Policy efforts have not been accompanied with infrastructural support, adequate trainings of frontline workers and awareness generation among the community. ASHAs, ANMs and Staff nurses have in most cases received very rudimentary training and sensitisation on adolescent SRH, their needs and unique challenges with regard to imparting information to adolescents and mitigating their own inhibitions (Santhya et al 2014).
Rashtriya Kishor Swasthya Karyakarm (RKSK), one of the recent government programs aimed at improving ARSH seeks to address some of these challenges, and builds upon the National Adolescent Health Strategy released by Government of India in 2013. RKSK seeks to further strengthen ASHAs and mobilise community leaders such as peer educators to raise awareness and access to contraceptives and reproductive health supplies such as sanitary napkins within the community. It seeks to strengthen and extend AFHCs, by setting up daily AFHC at Community Health Centre level and weekly AFHC at PHC level and complementing it with referral services. While these two components are a continuation of the earlier policy, and need improvement in terms of implementation, the operational framework of RKSK focuses on overall health and well-being of adolescents including nutrition, SRH, menstrual hygiene management, mental health, violence and substance abuse by converging various stakeholders.
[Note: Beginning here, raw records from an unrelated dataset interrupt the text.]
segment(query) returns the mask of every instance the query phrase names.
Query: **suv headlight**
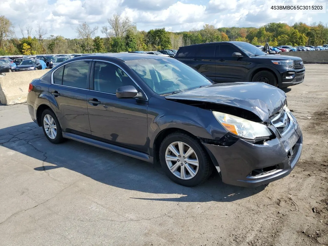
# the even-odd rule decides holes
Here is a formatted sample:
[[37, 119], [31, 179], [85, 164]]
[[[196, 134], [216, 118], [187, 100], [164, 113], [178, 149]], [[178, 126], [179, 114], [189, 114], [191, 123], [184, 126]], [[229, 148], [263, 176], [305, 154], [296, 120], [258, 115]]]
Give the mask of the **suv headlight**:
[[213, 111], [213, 114], [227, 131], [242, 137], [255, 139], [272, 135], [269, 128], [260, 123], [220, 112]]
[[282, 65], [284, 66], [291, 66], [293, 65], [292, 60], [288, 61], [271, 61], [274, 64], [276, 65]]

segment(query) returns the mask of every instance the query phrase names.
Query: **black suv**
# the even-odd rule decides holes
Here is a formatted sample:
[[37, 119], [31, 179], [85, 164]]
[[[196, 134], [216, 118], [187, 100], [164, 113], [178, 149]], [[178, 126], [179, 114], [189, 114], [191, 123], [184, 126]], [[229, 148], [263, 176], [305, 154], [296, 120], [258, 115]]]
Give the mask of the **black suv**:
[[217, 83], [259, 81], [283, 88], [302, 83], [305, 74], [299, 57], [268, 54], [245, 42], [181, 47], [174, 58]]
[[57, 57], [54, 55], [37, 55], [35, 59], [42, 60], [46, 63], [47, 68], [51, 69], [53, 66], [53, 63], [55, 62]]

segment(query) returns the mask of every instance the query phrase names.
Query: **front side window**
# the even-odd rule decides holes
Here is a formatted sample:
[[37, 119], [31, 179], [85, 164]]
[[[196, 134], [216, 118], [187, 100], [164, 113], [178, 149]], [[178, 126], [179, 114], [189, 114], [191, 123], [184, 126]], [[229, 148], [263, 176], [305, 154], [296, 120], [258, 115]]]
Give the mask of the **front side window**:
[[219, 45], [218, 48], [218, 54], [217, 56], [219, 57], [231, 57], [233, 53], [239, 52], [234, 47], [228, 44]]
[[153, 91], [160, 95], [213, 84], [201, 74], [175, 59], [145, 59], [125, 64]]
[[53, 72], [53, 83], [62, 85], [63, 83], [63, 73], [64, 66], [61, 67]]
[[78, 61], [65, 65], [63, 85], [86, 89], [90, 62], [90, 61]]
[[114, 94], [118, 88], [126, 85], [136, 86], [130, 77], [116, 65], [96, 61], [93, 75], [94, 91]]
[[35, 60], [25, 60], [21, 62], [20, 65], [34, 65], [36, 64]]

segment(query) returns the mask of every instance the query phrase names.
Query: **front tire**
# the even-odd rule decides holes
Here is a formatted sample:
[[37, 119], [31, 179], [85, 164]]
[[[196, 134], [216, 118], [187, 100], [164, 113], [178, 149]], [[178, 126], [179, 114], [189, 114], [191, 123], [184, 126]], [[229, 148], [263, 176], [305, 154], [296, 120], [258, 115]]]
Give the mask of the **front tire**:
[[275, 74], [269, 71], [260, 71], [257, 72], [252, 79], [252, 82], [263, 82], [277, 87], [278, 82]]
[[41, 122], [43, 133], [50, 142], [59, 144], [64, 141], [61, 128], [54, 113], [50, 109], [42, 112]]
[[163, 140], [159, 148], [159, 159], [165, 174], [185, 186], [202, 183], [213, 170], [208, 155], [200, 143], [179, 132], [170, 134]]

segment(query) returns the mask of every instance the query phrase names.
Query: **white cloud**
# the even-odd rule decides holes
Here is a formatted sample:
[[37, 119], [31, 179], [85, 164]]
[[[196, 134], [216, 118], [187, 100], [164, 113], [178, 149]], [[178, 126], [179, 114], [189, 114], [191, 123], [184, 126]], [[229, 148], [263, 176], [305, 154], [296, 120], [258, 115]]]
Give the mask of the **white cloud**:
[[[271, 4], [282, 0], [0, 0], [0, 15], [12, 22], [17, 36], [19, 25], [36, 29], [40, 23], [48, 35], [73, 38], [84, 21], [92, 27], [106, 25], [118, 13], [135, 22], [138, 30], [165, 27], [168, 31], [201, 29], [205, 23], [222, 27], [258, 27], [272, 22], [308, 24], [328, 22], [325, 14], [283, 14], [270, 10]], [[300, 2], [303, 0], [288, 0]], [[317, 2], [325, 2], [326, 0]], [[99, 28], [97, 33], [103, 36]]]

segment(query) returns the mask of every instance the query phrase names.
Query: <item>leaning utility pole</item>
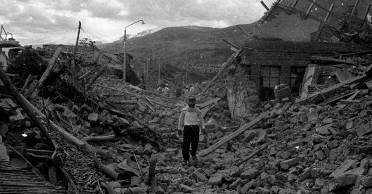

Rashtriya Kishor Swasthya Karyakarm (RKSK), one of the recent government programs aimed at improving ARSH seeks to address some of these challenges, and builds upon the National Adolescent Health Strategy released by Government of India in 2013.
An ambitious and well-intentioned scheme, RKSK's biggest challenge remains implementation in terms of awareness generation, community mobilisation and uptake, successful convergence, sensitised and tailored trainings of frontline workers and peer educators, and timely and appropriate infrastructural and resource availability and support. While RKSK focuses on overall well-being of adolescents, in the absence of a supporting environment with alternative life-choices, decision making autonomy and capacity building to enable adolescent women to lead a fruitful life if they delay marriage and pregnancy, its aims will remain severely curtailed.
The aim to achieve overall development of adolescents should not mask more specific and severe challenges existing in the countryside: underage brides, adolescent pregnancies, social pressures to conceive which conflict with ARSH messaging, and absence of awareness and sensitisation among married and unmarried young men to name a few. It is important to converge policies on ARSH with life skill training, awareness generation, and behavior change campaigns in the absence of which young women will have little option.